By-value classes is just another way to do the same thing, but inferior IMO.

>> Anyway, this is all moot anyway, because I've thought of an easier 
>> solution. Pointers can be checked at run-time to determine if they 
>> address the GC heap.  This check could be removed when compiling in 
>> release mode, so there will be no performance degradation.
>
> That's the current system, and it's basically what I've been saying all 
> this time. I guess I was unclear. But you can't remove the check in 
> release mode:

Jeez.  It's like we've been speaking two different languages the whole time. 
I'm not talking about turning off the garbage collector in release mode. 
I'm talking about run-time checks that prohibit raw pointers from pointing 
to the GC heap.  The same thing you said should be "undefined behavior". 
Thus, it would be undefined behavior in release mode, but in debug mode 
there would be a check.  Like array bounds-checking.

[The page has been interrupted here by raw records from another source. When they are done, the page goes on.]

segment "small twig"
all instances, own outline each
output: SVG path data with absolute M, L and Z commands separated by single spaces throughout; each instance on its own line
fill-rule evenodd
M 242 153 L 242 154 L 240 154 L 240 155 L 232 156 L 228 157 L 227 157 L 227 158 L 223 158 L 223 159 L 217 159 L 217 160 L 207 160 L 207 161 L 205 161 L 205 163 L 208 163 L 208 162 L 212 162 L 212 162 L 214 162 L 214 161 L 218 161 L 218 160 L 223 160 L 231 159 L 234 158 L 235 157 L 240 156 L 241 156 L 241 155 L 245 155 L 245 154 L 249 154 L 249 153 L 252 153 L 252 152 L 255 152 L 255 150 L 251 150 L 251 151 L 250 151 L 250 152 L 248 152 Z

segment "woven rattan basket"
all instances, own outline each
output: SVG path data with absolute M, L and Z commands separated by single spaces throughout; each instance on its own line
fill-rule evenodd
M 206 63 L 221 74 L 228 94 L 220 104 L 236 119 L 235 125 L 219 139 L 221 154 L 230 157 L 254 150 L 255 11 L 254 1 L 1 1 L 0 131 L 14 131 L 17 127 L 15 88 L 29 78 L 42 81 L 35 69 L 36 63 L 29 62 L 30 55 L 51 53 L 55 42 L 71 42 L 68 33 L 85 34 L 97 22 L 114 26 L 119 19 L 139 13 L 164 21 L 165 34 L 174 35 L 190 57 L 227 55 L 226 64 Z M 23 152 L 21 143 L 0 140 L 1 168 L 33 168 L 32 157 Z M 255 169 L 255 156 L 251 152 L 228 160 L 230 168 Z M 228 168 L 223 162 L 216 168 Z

>> So there's no need to dissallow new and delete for classes and we don't 
>> need struct polymorphism.
>
> Well, we don't need any kind of polymorphism, but quite separate from the 
> rest of the requests, struct polymorphism would be useful. Though I 
> wouldn't refer to them as structs if they're polymorphic, since you really 
> can't put them on the stack, and so they have to be reference types with 
> value semantics.

Sorry, but I don't see the novelty of "reference types with value 
semantics".  What would it be useful for?  The reason I am pushing 
improvements to structs is that I know it will allow for more versatile 
aggregate types that aren't allocated on the heap.  It's important that they 
are not allocated on the heap because that is more efficient.  From my 
perspective, your proposal does nothing for performance, since there is 
still a heap allocation.

>>> You're saying:
>>> class Foo {
>>>    int i;
>>> }
>>>
>>> Foo f = new Foo();
>>> int* i_ptr = &f.i;
>>>
>>> That would be a compile error? f is not fixed; I don't care if the bits 
>>> in i_ptr change, or the bits in the reference f. Why should I?
>>>
>>> Just because I took the address of f.i and stored it in an unfixed 
>>> pointer, the garbage collector, which has full authority to change the 
>>> pointer I just got, can't move *f?
>>>
>>> Why?
>>
>> I'm not really sure what you are asking.  If the GC moves the relocates 
>> f, then i_ptr no longer points the appropriate location.  Isn't that 
>> obvious?
>>
>> Are you suggesting that the GC relocate i_ptr as well?  No GC I know of 
>> relocates raw pointers, so there's probably a good technical reason why 
>> they don't.  I'm not a GC expert though.
>
> Because no language besides D allows you to take the address of an class 
> member and has native garbage collection, and D doesn't have a moving 
> collector. There's the Boehm collector for C++, but that's not a moving 
> collector. C# has unsafe blocks in which you can use pointers, but in 
> those blocks you don't have a garbage collector running. And...that's it. 
> Maybe we'll see something revolutionary with Objective-C 2.0, but probably 
> not, and it's not here yet.
>
> You're already moving raw pointers, so you may as well move all of them. 
> Otherwise you're eliminating a decently general use case or causing random 
> segfaults or losing a lot of efficiency in memory layout (which will make 
> future collections quicker, too) for pretty much nothing.

Heck, you may be right about this.  Like I said I'm no GC expert.